I came to Japan and put my television in the closet. I spent a decent amount of money on food and cooking utensils. I went running, at least once a day. I aspired to devote intellectual free time to learning a second language.
It was a matter of weeks before my television was at the foot of my bed so I could lay there and watch shows like Monk. My diet now includes miso udon, which is the biggest culinary risk I have taken in the kitchen. I was fooling myself when I would walk into the supermarket and buy anything other than bananas, tomatoes, iceberg lettuce, and fixings for french fries.
That running thing lasted awhile and I want to say that I have not completely given up on it. But, I have found a ballet class on both Wednesdays and Fridays.
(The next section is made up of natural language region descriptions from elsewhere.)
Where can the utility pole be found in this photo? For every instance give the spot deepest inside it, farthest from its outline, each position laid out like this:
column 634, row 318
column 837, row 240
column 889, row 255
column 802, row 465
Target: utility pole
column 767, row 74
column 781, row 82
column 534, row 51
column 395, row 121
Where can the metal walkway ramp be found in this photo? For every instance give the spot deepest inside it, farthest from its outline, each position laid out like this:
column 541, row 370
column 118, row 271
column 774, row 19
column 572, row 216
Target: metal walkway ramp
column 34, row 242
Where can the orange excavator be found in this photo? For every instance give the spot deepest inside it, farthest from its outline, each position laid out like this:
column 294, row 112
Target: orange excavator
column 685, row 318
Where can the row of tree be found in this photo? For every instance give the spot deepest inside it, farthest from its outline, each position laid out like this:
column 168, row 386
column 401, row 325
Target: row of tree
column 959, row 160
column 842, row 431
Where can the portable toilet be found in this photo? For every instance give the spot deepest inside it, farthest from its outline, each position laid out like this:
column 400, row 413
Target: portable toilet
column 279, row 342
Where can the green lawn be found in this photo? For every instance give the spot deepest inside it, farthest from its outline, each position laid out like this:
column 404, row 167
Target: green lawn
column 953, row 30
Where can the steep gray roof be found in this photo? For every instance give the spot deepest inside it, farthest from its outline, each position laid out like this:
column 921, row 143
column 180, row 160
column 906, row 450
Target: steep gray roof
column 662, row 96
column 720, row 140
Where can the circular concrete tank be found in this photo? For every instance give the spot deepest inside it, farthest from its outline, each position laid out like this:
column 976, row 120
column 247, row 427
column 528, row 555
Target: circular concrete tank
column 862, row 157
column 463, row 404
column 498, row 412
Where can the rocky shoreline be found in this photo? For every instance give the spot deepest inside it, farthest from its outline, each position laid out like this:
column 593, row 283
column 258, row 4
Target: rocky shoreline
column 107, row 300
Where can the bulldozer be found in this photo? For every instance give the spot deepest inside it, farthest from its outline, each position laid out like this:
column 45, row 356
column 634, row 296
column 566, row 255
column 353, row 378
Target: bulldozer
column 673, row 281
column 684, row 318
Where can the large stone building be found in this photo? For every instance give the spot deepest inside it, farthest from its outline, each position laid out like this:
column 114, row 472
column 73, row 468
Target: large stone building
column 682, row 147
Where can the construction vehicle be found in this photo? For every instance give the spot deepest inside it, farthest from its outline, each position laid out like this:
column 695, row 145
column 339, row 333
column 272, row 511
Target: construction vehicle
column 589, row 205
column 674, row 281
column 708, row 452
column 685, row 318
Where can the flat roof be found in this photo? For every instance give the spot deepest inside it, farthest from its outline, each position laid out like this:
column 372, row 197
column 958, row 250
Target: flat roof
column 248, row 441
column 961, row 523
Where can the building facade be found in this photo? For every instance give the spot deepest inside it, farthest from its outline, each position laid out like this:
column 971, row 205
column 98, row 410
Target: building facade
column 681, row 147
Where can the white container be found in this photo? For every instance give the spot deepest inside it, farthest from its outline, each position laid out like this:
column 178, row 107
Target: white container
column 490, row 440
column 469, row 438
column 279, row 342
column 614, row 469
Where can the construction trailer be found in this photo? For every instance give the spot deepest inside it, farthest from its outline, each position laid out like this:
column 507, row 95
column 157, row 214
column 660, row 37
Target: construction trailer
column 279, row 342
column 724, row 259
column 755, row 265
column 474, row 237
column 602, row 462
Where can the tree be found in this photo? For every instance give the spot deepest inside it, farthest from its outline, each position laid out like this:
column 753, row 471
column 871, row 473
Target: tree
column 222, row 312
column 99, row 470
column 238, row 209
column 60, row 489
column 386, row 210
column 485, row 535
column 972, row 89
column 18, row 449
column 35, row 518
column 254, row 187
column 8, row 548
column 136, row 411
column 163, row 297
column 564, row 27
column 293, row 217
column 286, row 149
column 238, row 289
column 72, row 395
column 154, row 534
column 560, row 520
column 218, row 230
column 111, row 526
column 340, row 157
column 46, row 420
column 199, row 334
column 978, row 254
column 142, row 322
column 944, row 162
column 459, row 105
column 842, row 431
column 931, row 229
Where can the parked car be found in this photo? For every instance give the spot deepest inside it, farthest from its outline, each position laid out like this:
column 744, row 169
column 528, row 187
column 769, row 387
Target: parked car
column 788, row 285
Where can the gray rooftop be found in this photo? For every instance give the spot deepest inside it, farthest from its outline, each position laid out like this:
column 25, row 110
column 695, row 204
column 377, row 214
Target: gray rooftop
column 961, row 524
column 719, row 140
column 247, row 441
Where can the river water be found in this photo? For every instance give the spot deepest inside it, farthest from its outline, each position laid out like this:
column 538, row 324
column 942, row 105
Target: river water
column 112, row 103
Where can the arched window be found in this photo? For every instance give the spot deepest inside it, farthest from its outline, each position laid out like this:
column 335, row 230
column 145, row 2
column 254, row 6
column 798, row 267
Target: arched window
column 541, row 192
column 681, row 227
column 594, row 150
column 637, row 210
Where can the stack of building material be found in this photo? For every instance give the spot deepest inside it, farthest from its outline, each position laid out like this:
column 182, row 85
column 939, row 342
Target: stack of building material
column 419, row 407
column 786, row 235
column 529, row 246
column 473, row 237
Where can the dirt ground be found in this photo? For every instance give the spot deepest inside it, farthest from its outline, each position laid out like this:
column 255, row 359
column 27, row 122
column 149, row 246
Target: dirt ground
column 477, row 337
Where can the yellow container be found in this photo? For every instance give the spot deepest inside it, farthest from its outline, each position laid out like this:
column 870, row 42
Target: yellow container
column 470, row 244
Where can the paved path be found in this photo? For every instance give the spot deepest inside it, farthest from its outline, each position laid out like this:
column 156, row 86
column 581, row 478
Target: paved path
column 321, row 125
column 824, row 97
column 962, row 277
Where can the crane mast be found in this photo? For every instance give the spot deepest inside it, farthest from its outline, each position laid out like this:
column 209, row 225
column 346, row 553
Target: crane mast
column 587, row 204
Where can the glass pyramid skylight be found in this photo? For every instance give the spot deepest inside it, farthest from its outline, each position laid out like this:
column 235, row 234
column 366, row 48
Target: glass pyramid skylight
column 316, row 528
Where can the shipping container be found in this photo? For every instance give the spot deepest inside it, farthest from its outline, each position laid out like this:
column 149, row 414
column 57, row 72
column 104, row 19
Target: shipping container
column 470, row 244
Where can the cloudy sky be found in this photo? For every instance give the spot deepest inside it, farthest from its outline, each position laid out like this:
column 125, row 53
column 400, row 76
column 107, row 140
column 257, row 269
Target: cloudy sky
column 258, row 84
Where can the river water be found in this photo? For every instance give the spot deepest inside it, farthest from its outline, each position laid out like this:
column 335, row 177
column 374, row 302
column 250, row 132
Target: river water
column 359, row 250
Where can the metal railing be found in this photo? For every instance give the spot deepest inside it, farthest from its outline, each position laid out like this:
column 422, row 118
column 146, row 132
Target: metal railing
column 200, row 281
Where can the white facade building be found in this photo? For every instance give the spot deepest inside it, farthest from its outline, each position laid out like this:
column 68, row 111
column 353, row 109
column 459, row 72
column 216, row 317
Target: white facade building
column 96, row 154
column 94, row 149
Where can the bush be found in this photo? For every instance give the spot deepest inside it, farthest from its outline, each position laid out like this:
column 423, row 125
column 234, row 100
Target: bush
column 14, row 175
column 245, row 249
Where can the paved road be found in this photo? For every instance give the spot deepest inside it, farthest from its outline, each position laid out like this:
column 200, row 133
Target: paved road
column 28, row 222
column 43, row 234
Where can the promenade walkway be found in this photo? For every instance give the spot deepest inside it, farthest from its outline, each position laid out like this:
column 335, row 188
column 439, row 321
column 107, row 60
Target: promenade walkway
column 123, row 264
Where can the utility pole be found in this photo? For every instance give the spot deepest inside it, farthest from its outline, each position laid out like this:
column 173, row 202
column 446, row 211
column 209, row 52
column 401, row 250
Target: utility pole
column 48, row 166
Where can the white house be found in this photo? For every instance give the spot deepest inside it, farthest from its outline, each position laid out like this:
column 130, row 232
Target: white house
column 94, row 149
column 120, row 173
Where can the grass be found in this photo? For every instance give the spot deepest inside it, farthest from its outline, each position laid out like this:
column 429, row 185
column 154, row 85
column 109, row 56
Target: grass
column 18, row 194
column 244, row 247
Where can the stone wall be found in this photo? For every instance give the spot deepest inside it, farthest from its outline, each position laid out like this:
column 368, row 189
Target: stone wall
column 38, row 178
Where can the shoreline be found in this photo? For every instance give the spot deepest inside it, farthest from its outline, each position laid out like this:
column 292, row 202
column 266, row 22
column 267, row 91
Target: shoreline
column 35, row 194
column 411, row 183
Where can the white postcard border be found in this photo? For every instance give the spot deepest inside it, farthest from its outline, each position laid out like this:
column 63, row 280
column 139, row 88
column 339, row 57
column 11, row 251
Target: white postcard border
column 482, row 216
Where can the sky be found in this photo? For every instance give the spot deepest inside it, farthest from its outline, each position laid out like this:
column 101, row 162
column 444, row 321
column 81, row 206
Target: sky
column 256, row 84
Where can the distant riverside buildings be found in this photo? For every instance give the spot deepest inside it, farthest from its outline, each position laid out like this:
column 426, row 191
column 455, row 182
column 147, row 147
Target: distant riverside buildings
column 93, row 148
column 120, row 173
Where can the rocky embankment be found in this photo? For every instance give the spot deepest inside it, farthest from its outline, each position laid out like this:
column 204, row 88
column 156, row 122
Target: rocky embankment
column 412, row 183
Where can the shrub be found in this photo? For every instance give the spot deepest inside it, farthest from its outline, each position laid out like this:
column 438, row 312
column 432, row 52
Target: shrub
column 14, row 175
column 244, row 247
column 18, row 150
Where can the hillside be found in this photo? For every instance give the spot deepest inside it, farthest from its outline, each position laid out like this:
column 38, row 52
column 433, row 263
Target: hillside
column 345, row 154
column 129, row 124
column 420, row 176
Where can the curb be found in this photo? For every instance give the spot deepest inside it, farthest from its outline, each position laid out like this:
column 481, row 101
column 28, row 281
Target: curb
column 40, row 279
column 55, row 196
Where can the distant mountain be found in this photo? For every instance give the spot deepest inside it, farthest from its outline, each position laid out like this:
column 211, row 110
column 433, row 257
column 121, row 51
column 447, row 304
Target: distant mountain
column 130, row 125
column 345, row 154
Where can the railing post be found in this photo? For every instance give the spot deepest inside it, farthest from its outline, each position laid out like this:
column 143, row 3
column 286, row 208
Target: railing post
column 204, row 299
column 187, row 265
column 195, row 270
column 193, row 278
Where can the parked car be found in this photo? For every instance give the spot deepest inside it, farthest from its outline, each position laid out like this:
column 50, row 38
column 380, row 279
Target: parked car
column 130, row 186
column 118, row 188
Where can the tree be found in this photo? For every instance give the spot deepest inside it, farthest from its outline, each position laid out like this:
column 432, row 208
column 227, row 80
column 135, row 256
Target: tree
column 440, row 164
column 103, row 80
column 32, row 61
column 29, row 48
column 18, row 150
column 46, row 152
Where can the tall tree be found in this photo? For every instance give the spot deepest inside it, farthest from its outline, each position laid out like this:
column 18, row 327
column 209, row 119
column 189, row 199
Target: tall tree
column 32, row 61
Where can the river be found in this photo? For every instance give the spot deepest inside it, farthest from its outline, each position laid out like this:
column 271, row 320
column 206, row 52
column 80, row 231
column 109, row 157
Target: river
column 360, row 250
Nowadays, when my ballet teacher slides down on the floor into a split I produce a deep groan and I stay about two feet off the ground. At this point in my life I am fully aware that my prime leotard wearing days are slipping out of sight, but that is never going to stop me. I will become a crazy old lady who tells people that my hobby is "dancing" and I will wear dance attire, that will be inappropriate for my age, to dance classes that leave me sore and confused.
And this studying a second language thing is something that I am still finding steam for. But, when it comes to after work intellectual free time my heart only has room for one true love.
I have rediscovered any creative writings I have and I am currently procrastinating on a, far reaching, application. But when I sit down and put a pen to paper to revise the English language I am at my happiest. When I really put my mind to Japanese I cry. Even if I am not sad. I still manage to cry.
Ten months and thousands of miles around the world I have not changed. So french fries and word documents it is ... and that is fine.